Thursday, May 21, 2009

Interactive Teaching

An op-ed in the Washington Post from Monday discusses "senioritis" as a symptom of bad (read lecture-style) teaching. This is, as usual, discussed in the context of high school teaching. But it seems to me that this is something college teachers should think about as well - not because I believe it's our job to go to any length to get students to care and pay attention, but because I think interactive teaching makes the subject matter more obviously interesting, and we all deserve that (and barely anyone does it).

I'm teaching the 400-level Algorithms class at Maryland this summer. It's obvious to me how to do interesting somewhat interactive lectures on the standard algorithm subjects, it's less obvious to me how to make these lessons truly interactive non-lectures. The "math class approach" of problems and presentations is certainly one option. But I'd love to do lessons more in the true spirit of "interactiveness." Any suggestions?

(While I'm picking your collective brains, I'm also trying to decide on a good textbook that's an actually readable reference that I can also take some homework problems from. I'm currently planning on Algorithm Design by Kleinberg and Tardos. Is there another book I should be seriously considering?)


aravind said...

Sorelle, I have been quite happy with [KT] for 451. And, about pedagogy, your advisor Dave is an awesome teacher, as you know -- make sure to bug him for some tips!

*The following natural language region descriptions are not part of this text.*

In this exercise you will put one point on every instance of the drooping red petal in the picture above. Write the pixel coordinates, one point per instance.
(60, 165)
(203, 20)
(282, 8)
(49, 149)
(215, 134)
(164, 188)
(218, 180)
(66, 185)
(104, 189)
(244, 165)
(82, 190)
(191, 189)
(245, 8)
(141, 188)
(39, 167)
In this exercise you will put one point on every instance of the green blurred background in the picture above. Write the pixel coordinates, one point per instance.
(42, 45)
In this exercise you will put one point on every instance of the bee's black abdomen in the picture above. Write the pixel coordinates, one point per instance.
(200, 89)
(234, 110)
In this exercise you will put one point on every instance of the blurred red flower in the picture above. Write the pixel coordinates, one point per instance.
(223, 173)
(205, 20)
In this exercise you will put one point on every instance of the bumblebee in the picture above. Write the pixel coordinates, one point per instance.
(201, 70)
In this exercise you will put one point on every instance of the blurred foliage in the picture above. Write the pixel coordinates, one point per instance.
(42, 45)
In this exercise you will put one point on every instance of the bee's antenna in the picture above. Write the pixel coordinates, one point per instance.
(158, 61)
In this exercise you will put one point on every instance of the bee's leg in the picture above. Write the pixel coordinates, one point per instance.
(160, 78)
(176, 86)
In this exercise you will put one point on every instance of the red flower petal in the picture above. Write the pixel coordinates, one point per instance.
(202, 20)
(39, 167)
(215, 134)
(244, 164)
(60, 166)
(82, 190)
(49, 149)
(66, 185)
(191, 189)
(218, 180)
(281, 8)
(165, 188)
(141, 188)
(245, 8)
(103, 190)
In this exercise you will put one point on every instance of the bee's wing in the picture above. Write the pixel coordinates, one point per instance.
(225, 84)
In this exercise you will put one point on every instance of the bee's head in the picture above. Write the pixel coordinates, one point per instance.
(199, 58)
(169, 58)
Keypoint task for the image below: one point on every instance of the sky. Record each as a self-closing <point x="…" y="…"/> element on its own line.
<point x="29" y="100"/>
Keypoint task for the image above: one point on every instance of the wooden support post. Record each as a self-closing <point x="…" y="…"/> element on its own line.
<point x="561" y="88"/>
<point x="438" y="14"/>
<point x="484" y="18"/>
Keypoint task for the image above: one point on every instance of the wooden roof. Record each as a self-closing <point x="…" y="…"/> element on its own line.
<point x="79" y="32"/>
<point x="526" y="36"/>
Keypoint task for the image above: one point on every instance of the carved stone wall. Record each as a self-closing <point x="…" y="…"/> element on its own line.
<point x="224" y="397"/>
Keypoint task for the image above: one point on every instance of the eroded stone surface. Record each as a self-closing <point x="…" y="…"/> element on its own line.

All the best with the class! We'd like to hear your comments when it's done.

Sariel said...

Jeff Erickson has some nice undergrad level class notes on algorithms: I am very much against textbooks for algorithms classes - they are way over-priced (KT is a good example), and they are inherently less flexible than class notes. I have my own class notes, but they are targeted at grad students...

And of course, there is infinite amount of other stuff online...

Alex McFerron said...

Here is an idea that might work:

I have run math circles.
I really believe in this way of teaching. If you are not familiar with this, then I would describe it as a facilitated colaboration.

Some friends of mine and I are going to run one at Grace Hopper this year. We're going to do Computational Geometry as the topic.

I could see you working this into your semester by picking one problem and spending some time during the class working on it as a group.

Basically, you just bring up a problem and then lead the class to solving it on their own.

1. pick a question or problem that is solvable in the time slice you have but have back up problems incase somone in the class has seen the problem already

2. pick something with a ah-ha moment (if possible)

3. Let the students go down dead ends and fail as a part of the process

4. you might want to pick a strange problem that is cool but not part of the normal material - so that the answer isn't in the book or easy to find on google

5. Just bring up the problem and let them apply the techniques you have taught them (divide and conquer, greedy, dynamic) and let them think about what data stuctures to use.

So, you lead it but you do not lecture or lead very much.
It is really fun because they need to think and talk to each other and problem solve together to figure it out.

You could call it "our research problem" to make it clear that this is different from the normal lecturing you are doing in the class.

ok - just an idea. I know it is hard though.

Janos said...

KT is a great book -- I especially like their "applied" problems that illustrate very nicely the underlying algorithmic problems in other areas.

You may also want to look at Anany Levitin: Introduction to The Design and Analysis of Algorithms.
It is very nice.

There is a very elementary excellent reference for students uneasy about the subject: Jeff Edmonds' "How to think about algorithms".

Unfortunately, solutions to most problems in most textbooks are easily available on-line. I am curious about how instructors cope with this difficulty.

Anonymous said...

The Algorithms book of Dasgupta, Papadimitriou and Vazirani is quite nice and readable. It is cheap and a pre-publication version is available online.

Anonymous said...

The "math class" approach you describe is for babies. It is the students' job to do this on their own, or have the TAs cover it in section.

With these approaches you cannot cover as much material. It is style over substance. But if you are going slowly and not trying to cover much material, I suppose it can't hurt.